Although Mingo lost Tuesday's verdict, he still has the right to appeal, which would send the civil case before the Joint Court of Justice.
Not negligent
Siding with the port, the court dismissed Mingo’s demand to be put back into his old job, citing a provision in the Civil Code that states that such a request must come within six months of being fired. The judge pointed out that Mingo’s lawsuit had been filed two years after the six-month period had lapsed.
The court ruled that there was “no evidence of any negligence” in how the port and government had handled Mingo’s dismissal. For example, Mingo had been heard in a shareholders’ meeting – a director’s right as outlined in the port’s statutes – and authorities had even waited until the criminal court’s verdict in January 2020 before making the decision, the judge said.
Additionally, the court ruled that Mingo was wrong for equating his acquittal with wrongful dismissal, pointing out that the criminal appeal judges had not established that the 272 dubious invoices at the heart of the Emerald fraud case were legitimate, just that the prosecution could not prove they had been falsified.
Dismissed
The court dismissed Mingo’s claim for material damages too, ruling that the timeline of events did not support the claim that the confiscation order had led to selling his house for less than its worth.
“The Prosecutor’s Office only levied the seizure [in September 2021 – Ed.] after the plaintiff had already sold the property [in July 2021],” the judge said. “Therefore, the question of the property’s value at the time can remain unanswered.”
The court also ruled that the Prosecutor’s Office could not be held liable for reputational damage because it had only used Mingo’s initials in the press release.
“While many people in Sint Maarten would have immediately understood that it was the plaintiff, this is due to the well-known nature of his position in the port, which cannot be held against the government,” the judge said. “This also explains why the plaintiff was subsequently referred to by his full name in the media, but the Prosecutor’s Office cannot be blamed for this.”
Similarly, the court ruled that the Prosecutor’s Office had done nothing wrong in what it said in the press release.
“The press release states that a criminal investigation was underway against several suspects, including the plaintiff’s initials, that he had been arrested and subsequently released, but that he remained a suspect in the investigation,” the judge said. “This is an objective account and not unlawful.”
Reprehensible
The court did find that Mingo had acted unlawfully towards the port in some of his actions as CEO.

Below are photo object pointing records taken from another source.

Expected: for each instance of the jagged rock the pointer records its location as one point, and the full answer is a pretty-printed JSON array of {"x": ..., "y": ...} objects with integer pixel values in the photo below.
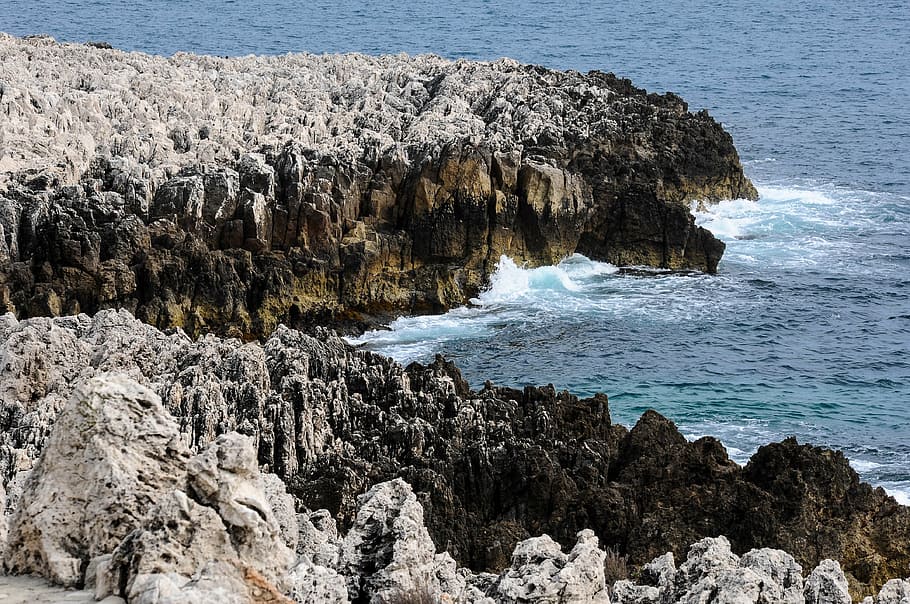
[
  {"x": 225, "y": 477},
  {"x": 660, "y": 571},
  {"x": 112, "y": 451},
  {"x": 329, "y": 187},
  {"x": 490, "y": 467},
  {"x": 223, "y": 516},
  {"x": 712, "y": 571},
  {"x": 310, "y": 582},
  {"x": 388, "y": 550},
  {"x": 318, "y": 539},
  {"x": 827, "y": 585},
  {"x": 542, "y": 573},
  {"x": 895, "y": 591},
  {"x": 283, "y": 508},
  {"x": 4, "y": 528},
  {"x": 626, "y": 592}
]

“The criminal investigation and the plaintiff’s own statements show that he deliberately failed to follow the prescribed procedures for approving invoices. He approved invoices without any checks on the invoiced work,” the judge said. “A reasonable director would not have allowed invoices from unknown companies to be paid without a quote, without an order, and without checking the work. The plaintiff did so, and the court finds this to be seriously reprehensible.”
Mingo had argued that he had approved thousands of invoices between 2012 and 2019, and that the 272 that featured in the large-scale fraud case represented only a fraction of the total.
“This does not change the fact that all those other invoices followed the procedurally prescribed route, while the 272 did not,” the judge said.